Again the hard smile came to the lips of Kent. “Ethel pretends to like the rascals that you dote on. She rides alone in the upper gorges, in spite of my warning—”
The smouldering light of suspicion was in his eyes as he watched Gerald stride away and heard him call quickly for his horse. When the Daktar Sahib rode out the compound toward Dalgai, Kent overtook him.
“Think I’ll go with you,” the political agent grunted, “as far as Dalgai.”
“That would be best.”
* * * *
They pelted through the mud, heedless of the rain, and at the Kent bungalow in the cantonment, Gerald’s sudden fear was realized. His few visits to the bungalow veranda were treasured up in memory, but this one was to endure in his thoughts so long as he lived. Ethel Kent had disappeared.
She had gone for her usual evening ride, the frightened native butler said. The mem-sahib had refused to take her groom. A half hour ago the police riders, sent out to seek her, had returned with the mem-sahib’s horse, found lame by the ravine of the Panjkora River.
The Panjkora, Gerald knew, was one of Ethel’s favorite haunts. He had met her there once and warned her it opened into the brigand’s preserves.
The river? He knew Ethel was unhappy in her marriage with Kent. But she would not—
“Jehan Khan has carried her off,” he said to Kent, who was staring at him blankly.
“The thieving dog! By God, he’ll know a thing or two when I’ve finished with him. I’ll take a company of my men, surround his eyrie—”
“Won’t do, you know, Kent.

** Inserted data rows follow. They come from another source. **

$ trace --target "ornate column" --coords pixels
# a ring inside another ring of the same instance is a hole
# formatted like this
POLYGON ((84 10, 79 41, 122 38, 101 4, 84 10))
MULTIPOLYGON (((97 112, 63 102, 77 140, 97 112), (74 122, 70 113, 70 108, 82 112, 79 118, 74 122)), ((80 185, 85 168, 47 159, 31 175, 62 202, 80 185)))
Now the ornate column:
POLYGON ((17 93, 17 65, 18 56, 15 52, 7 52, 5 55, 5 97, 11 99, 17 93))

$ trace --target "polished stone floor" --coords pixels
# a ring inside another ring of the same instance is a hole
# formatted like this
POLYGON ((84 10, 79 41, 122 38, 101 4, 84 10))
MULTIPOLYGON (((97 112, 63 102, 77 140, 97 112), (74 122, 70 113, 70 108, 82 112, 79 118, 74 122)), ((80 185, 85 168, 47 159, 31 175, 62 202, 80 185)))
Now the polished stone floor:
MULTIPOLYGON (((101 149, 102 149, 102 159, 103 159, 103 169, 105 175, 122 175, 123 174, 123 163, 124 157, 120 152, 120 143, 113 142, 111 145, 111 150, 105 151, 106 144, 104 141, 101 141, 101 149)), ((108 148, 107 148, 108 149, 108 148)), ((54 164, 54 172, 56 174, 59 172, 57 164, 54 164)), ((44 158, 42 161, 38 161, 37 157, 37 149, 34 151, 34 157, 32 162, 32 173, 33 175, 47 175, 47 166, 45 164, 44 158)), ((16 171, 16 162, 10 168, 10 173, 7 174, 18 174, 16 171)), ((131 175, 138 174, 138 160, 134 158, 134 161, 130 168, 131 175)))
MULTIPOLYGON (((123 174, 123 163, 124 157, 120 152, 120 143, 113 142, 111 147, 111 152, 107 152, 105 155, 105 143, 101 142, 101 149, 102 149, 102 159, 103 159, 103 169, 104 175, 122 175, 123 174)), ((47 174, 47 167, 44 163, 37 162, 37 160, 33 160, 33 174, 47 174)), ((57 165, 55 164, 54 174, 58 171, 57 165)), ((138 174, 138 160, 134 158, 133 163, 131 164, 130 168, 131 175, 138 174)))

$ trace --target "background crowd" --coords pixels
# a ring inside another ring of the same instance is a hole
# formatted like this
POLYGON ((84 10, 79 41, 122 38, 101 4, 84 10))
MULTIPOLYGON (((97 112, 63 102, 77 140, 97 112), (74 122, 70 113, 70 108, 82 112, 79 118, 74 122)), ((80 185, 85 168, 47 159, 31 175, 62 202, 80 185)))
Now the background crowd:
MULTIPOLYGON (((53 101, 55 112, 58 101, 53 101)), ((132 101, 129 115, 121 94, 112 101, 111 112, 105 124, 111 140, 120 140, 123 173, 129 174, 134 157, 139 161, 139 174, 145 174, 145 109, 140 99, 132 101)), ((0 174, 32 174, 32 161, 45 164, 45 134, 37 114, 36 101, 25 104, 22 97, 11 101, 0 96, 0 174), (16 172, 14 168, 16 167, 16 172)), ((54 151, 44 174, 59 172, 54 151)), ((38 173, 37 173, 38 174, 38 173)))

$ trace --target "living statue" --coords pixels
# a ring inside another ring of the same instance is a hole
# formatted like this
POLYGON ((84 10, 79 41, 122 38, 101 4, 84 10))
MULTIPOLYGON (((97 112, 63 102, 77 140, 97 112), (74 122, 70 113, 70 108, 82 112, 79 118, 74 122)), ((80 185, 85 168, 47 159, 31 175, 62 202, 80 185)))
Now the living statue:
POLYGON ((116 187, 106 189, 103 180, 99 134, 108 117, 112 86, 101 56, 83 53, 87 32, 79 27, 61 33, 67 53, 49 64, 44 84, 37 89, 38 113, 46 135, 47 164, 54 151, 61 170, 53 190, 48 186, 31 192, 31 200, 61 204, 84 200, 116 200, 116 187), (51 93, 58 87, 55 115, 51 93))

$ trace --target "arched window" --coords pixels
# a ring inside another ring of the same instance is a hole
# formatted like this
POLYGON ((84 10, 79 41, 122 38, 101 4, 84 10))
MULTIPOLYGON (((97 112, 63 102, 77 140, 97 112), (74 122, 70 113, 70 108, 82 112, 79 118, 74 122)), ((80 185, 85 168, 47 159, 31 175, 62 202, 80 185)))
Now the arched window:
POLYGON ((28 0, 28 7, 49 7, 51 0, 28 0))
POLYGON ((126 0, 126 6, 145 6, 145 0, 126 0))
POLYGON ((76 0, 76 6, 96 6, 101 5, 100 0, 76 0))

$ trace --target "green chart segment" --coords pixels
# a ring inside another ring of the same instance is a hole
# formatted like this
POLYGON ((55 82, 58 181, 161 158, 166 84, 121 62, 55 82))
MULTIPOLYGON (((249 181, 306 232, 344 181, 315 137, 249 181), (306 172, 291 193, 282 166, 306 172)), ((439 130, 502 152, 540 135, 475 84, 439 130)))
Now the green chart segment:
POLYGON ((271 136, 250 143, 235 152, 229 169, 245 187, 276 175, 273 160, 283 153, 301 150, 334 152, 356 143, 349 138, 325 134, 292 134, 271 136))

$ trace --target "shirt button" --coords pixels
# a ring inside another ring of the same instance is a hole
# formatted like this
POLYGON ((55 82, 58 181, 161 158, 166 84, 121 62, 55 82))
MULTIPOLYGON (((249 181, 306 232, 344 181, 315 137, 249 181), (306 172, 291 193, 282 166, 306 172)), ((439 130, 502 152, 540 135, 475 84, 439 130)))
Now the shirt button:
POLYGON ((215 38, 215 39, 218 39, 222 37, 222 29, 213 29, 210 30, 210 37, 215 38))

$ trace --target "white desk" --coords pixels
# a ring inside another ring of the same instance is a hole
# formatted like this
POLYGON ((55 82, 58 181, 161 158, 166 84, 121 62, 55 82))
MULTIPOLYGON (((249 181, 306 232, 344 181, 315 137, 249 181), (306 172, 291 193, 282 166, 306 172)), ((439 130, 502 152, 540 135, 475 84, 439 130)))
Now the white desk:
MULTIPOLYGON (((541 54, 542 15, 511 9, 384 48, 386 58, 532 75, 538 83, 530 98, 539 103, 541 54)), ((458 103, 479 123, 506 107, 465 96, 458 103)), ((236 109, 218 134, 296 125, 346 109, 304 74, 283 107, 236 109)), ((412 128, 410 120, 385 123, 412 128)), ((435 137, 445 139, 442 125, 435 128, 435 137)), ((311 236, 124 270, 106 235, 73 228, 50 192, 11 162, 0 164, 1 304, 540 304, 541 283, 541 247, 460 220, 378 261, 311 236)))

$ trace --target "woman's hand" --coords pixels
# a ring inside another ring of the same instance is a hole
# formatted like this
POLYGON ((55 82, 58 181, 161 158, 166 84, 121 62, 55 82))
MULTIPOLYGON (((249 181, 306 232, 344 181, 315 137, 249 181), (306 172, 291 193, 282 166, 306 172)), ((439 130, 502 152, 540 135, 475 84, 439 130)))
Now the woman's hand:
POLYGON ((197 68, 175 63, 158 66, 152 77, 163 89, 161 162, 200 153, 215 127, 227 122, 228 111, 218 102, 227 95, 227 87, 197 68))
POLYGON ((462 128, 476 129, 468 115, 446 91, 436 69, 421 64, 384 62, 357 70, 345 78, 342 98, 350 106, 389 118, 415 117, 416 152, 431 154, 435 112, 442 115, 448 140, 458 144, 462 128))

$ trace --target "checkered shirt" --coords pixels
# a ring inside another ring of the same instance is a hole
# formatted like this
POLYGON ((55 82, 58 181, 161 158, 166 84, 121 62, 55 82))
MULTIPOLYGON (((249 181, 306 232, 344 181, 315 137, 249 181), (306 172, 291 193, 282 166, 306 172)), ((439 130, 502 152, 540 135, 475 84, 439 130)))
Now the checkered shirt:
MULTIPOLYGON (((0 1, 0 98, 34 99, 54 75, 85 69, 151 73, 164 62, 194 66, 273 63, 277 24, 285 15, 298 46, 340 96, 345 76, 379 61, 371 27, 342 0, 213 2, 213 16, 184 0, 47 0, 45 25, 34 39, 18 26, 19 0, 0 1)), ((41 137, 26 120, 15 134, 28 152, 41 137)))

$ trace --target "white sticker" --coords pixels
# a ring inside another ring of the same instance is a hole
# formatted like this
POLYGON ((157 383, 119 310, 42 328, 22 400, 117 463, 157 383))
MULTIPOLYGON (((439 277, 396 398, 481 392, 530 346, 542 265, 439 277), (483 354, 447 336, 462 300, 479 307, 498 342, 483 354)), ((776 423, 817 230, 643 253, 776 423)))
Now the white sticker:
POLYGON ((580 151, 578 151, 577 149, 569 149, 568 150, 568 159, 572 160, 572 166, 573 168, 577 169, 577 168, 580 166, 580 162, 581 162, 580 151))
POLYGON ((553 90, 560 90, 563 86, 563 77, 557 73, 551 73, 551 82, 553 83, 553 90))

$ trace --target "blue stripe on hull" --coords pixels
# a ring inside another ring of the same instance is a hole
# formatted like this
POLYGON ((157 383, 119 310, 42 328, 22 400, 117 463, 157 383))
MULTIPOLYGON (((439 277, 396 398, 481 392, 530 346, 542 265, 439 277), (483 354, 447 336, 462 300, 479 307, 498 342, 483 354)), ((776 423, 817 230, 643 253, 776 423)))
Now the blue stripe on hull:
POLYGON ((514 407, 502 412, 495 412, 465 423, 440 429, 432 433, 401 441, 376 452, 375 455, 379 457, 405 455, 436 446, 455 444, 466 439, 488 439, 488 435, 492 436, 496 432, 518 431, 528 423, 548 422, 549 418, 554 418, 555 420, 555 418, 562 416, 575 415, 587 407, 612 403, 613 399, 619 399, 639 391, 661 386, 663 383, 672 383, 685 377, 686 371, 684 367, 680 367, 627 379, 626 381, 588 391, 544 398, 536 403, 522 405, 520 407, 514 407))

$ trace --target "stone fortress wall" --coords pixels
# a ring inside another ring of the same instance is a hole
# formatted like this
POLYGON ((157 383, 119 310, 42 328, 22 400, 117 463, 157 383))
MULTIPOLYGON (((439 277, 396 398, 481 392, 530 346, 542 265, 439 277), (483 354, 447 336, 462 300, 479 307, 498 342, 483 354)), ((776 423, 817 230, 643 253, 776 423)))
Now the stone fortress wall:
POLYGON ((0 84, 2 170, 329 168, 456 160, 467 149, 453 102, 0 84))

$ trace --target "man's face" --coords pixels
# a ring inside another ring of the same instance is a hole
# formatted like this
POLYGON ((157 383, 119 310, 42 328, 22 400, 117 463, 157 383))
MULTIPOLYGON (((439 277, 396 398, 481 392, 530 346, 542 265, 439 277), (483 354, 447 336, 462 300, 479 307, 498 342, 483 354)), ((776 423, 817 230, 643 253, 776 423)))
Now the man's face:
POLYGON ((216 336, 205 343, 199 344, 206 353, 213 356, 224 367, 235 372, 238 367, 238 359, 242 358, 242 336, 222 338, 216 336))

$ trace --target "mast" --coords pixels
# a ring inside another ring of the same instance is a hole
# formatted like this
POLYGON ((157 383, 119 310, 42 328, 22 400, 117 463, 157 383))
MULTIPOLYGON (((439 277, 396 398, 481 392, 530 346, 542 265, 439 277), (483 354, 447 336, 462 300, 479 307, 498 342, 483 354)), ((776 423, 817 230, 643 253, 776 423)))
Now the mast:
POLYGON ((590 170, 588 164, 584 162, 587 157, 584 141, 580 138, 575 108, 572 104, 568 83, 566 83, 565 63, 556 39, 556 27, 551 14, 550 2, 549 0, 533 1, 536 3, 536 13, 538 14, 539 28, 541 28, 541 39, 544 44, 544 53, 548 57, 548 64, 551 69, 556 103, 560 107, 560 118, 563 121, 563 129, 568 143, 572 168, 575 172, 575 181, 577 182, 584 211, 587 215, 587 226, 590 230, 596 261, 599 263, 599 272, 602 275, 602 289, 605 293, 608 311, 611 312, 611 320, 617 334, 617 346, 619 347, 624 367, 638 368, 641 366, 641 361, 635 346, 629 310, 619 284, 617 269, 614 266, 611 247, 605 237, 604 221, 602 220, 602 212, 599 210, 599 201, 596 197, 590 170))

You couldn’t find it without guides; the Pathans would snipe off your fellows, and, don’t you see, man, Jehan Khan holds your wife hostage?” Gerald unbuckled his belt, wrapped it around his revolver and holster and handed it to the trembling butler. “I fancy I’ll have to accept Jehan Khan’s invitation, on his own terms.”
Kent started. He had forgotten the note.
“He said,” Gerald summed up, “to come alone and on foot. We’ll ride our horses as far as the Panjkora trail and send ’em back by one of your men. That is, if you are coming.” He looked at the other squarely. “If you and Jehan Khan have any score to settle between you it would be better for me to go alone—”
A low laugh in the darkness answered him. Nor did Kent see fit to discard his revolver as he spurred forward.
At the cantonment entrance a shadow rose from the roadside and began to trot beside the two horses. The shadow was that of a tall Pathan in dripping finery, a long jezail over his shoulder. This did not surprise Gerald.